41

15.8K 1K 24
                                    

Alena dan Liam berpamitan dengan anak-anak dan juga pengurus panti. Kini, perpisahan itu sudah ada di depan mata, hal yang tak pernah Alena bayangkan, tiba-tiba terjadi. Alena kira, ia takkan pergi meninggalkan rumah itu, ia kira, ia akan terus menetap di rumah itu, karena tidak ada alasan untuk ia kembali ke kota. Namun sekarang, kenyataannya ia akan kembali tinggal ke kota dan melanjutkan kehidupannya di sana. Mungkin sudah menjadi takdir hidupnya yang seperti itu. Alena hanya mengikuti setiap alur yang Allah berikan untuknya.
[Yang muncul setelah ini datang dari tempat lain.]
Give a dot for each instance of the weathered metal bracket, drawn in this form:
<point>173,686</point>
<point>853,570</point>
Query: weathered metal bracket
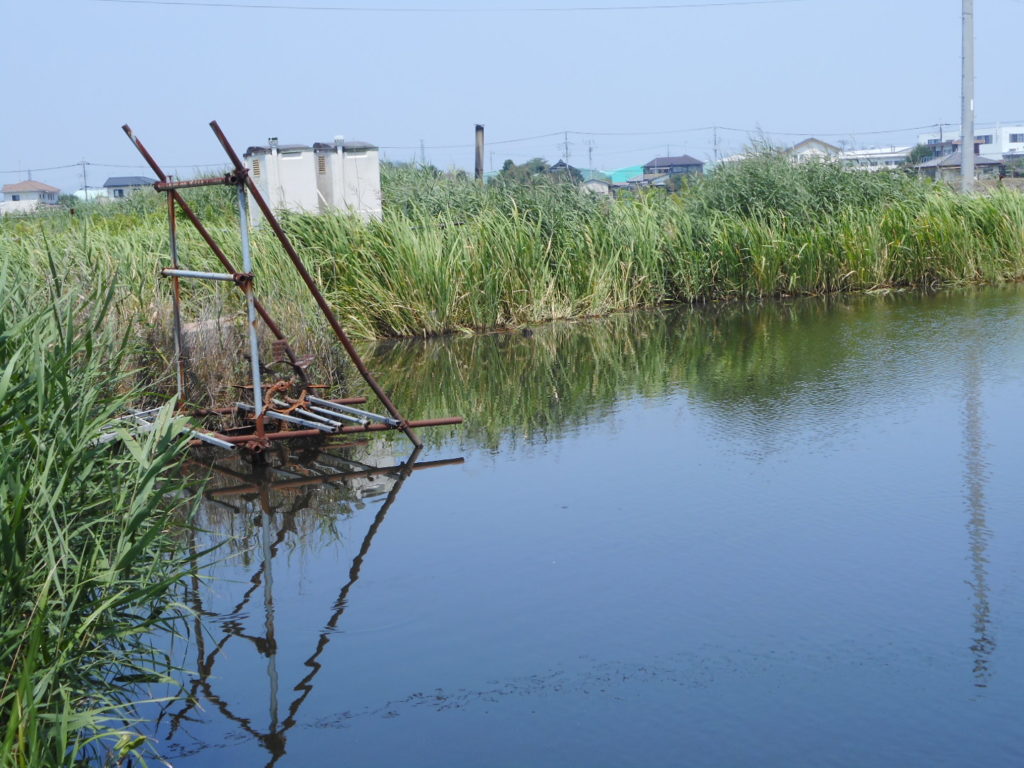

"Alena pergi dulu ya,"  ucap Alena.

Alena merasa berat meninggalkan rumah itu, rumah itu seakan menjadi tempat terindah yang pernah ia tinggali.
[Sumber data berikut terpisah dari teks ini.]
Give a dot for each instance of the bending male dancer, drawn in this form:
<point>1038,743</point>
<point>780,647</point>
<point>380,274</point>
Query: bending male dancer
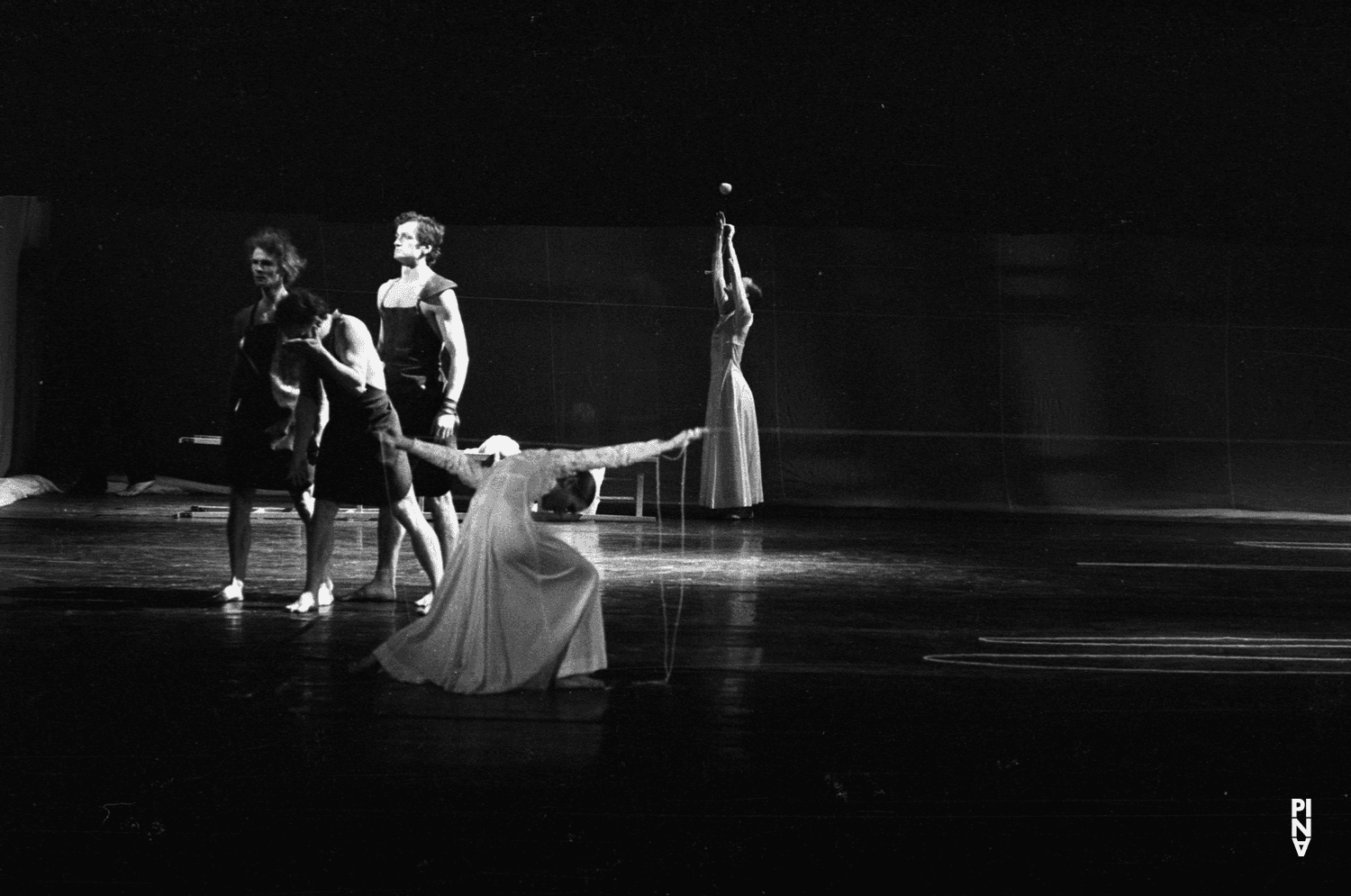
<point>422,342</point>
<point>262,396</point>
<point>354,466</point>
"Iya, Nak. Jangan lupakan kami ya, kalau ada waktu luang, mampir lah ke sini," ucap Laila

"In syaa Allah Ummi. Terima kasih atas segalanya ya, terima kasih sudah mengizinkan Alena menjadi bagian keluarga ini. Terima kasih juga atas kebaikan yang Ummi, Abi, Ibu dan yang lainnya berikan untuk Alena. Alena bersyukur dan bahagia bisa bertemu kalian."
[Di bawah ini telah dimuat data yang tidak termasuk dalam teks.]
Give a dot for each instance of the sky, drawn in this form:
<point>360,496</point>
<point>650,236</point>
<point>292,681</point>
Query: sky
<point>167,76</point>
"Iya, Nak. Maaf ya, jika selama tinggal di sini ada perbuatan kami yang membuat kamu tersinggung atau lainnya," ucap Erna

"Gak ada kok, Bu gak ada salah. Seharusnya aku yang minta maaf, maaf karena sudah merepotkan kalian semua. Pokoknya maaf lah, atas segala kesalahan yang pernah aku buat."

"Iya, dah sana. Tuh Liam sudah nungguin."

"Alena pergi dulu. Assalamu'alaikum."

"Wa'alaikumussalam."

"Bye adik-adik Kakak. Nanti Kakak pasti ke sini lagi."

"Janji?" ucap Nia

"In syaa Allah."

Alena melangkah menuju mobil Liam. Ia tidak jadi membawa mobilnya, karena mobilnya, ia berikan ke panti, untuk keperluan mereka dan Liam berjanji, akan membelikan Alena mobil baru.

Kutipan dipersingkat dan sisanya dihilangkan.